Employees are not “affected” by a transfer just because they will be left behind after the transfer, even if the business left behind will be financially less viable (ILAB Facilities Limited v Metcalfe [2013] UKEAT/0224/12/RN). If those left behind are at risk of redundancy, they have a separate right to be consulted under the Trade Union and Labour Relations Consolidation Act 1992 (TULRCA) if 20 or more employees are at risk of losing their jobs in a 90-day period (see Chapter 11).
“Measures” is not defined in TUPE but it is a very wide concept. It includes any deliberate step, action or arrangement that is not an inevitable result of the transfer (Todd v Strain and others [2010] UKEAT 0057/09/B1). Changing job functions or roles, making redundancies and relocating staff are all obvious measures. In Todd, the fact that the new employer was responsible for wages was not a “measure” because this happens on every transfer. However, the fact that wages would be paid early was a measure. So were special payment arrangements for untaken holiday. Neither of these were an inevitable result of the transfer so the employer should have consulted with staff reps about them.
The fact that measures will benefit employees does not remove or reduce the duty to consult. In Todd, early payment of wages was a measure requiring consultation even though no employees were likely to object. This is because a key purpose of consultation is to give employees the fullest possible picture of the likely impact of a transfer, good and bad, so they can prepare.
The transferring employer (transferor) must consult before the transfer with its own employees over any measures it is proposing and over any measures it knows the incoming employer (transferee) is considering. The incoming employer (transferee) must consult with its own employees, again before the transfer date, over any measures it is considering (regulation 13(2), TUPE). There is no statutory obligation to consult with each other’s workforces before the transfer, although this is best practice.
The incoming employer (transferee) must give the outgoing employer (transferor) all the information it needs to be able to consult properly with its own employees about the new employer’s plans (regulation 13(4), TUPE).

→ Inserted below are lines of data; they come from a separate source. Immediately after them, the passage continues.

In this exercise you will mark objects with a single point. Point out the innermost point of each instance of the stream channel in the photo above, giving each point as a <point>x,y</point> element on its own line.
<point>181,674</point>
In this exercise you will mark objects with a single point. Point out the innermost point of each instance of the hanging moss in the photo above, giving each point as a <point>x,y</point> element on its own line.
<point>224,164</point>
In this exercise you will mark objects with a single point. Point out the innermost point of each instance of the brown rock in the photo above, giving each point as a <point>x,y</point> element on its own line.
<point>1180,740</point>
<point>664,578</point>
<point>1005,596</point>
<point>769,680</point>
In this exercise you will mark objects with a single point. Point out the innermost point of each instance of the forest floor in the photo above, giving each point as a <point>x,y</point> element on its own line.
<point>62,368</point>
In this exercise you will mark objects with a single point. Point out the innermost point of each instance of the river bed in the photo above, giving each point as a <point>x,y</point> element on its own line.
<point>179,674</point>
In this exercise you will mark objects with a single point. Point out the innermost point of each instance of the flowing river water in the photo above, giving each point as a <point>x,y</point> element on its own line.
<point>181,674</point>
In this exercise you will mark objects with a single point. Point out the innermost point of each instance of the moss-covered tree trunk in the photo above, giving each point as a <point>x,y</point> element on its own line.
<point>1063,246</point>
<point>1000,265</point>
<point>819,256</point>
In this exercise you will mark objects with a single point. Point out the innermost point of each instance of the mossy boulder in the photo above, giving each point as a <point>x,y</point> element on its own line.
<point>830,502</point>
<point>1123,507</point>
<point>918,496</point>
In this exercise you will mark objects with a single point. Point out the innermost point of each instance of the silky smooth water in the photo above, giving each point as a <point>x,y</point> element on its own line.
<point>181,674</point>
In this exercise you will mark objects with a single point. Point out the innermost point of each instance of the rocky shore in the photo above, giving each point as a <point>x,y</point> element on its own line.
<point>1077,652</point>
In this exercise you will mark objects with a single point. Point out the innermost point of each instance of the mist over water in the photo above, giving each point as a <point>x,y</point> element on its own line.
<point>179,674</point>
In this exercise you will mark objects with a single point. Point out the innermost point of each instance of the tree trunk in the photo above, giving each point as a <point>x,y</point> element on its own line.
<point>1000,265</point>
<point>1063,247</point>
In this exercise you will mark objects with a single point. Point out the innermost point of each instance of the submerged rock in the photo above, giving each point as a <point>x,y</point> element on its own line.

There is no obligation under TUPE to consult collectively after the transfer date (UCATT v Glasgow City Council [2008] UKEAT/7/08). However, if the new employer proposes 20 or more redundancies, there is a separate duty to consult collectively under the Trade Union and Labour Relations (Consolidation) Act 1992 (TULRCA) (see Chapter 11: Redundancy).
The TUPE duty to inform and consult can be triggered when jobs transfer overseas from a UK-based business, even to a non-EU country. A UK-based employer that fails to consult its own workforce in this situation can be made to pay a protective award (Hollis Metal Industries Ltd v GMB & another [2008] IRLR 187).